Preferably, the body of the stove is heated by the combustion process and by heat extracted from the combustion products. Preferably substantially the whole body of the stove is made of fired refractory material, preferably the same material used for the firebox.
Preferably, the body mass of the stove provides a source of radiated heat from the surface of the stove. The body mass of the stove may also provide a source of convected heat by heat exchange with air flowing over the outer surface of the stove.
The outer surface of the stove may be configured to enhance heat exchange with the air. For example, the surface may be profiled to increase the area exposed to the air. Alternatively or additionally, one or more flow passageways may be provided within the body for air to flow through and be heated.

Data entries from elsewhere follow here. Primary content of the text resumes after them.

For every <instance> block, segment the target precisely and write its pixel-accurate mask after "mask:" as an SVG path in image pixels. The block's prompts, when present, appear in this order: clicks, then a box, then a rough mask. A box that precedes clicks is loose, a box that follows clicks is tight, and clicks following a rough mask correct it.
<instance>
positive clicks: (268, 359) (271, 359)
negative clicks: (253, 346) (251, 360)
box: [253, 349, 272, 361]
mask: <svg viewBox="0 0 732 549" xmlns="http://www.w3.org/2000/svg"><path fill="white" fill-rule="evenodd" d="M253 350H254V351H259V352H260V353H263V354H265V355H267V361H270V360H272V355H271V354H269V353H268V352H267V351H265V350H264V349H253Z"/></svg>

Preferably, the body mass of the stove provides a source of heat for heating a heat exchange fluid via ducting fitted to a heat exchange unit located within a part of the body of the stove outside the combustion chamber so that combustion efficiency is not materially affected. For example, the heat exchange unit may comprise a refractory carbide “hot box” fitted to the stove.
Thus, the body mass may be used to heat air to provide a supply of warm air for space heating in the room of a building in which the stove stands or in other parts of the building.
Alternatively or additionally, the body mass may be used to heat water to provide a supply of hot water for washing or space heating, for example hot water circulating in a hot water or central heating system.
The heat extracted in this way may add to the overall heat output of the stove so as to improve further heating efficiency of the stove.
In another arrangement, the heat exchange fluid may be heated by heat exchange with the combustion products, preferably within the body mass of the stove.
According to another aspect of the present invention, there is provided combustion apparatus for a solid fuel comprising a stove including baffling for mixing air with combustion products within a combustion chamber.
The baffling may be configured to direct the flow of air to mix with the combustion products towards the lower end and/or the upper end of the combustion chamber.
The apparatus may comprise any of the features of the previous aspect of the invention.
According to yet another aspect of the present invention, there is provided combustion apparatus for a solid fuel comprising a stove configured to provide a source of radiated heat and a source of heat for heating a heat exchange fluid.
The radiated heat may be provided by the body mass of the stove and the heat exchange fluid, for example air and/or water, may be heated within the body mass.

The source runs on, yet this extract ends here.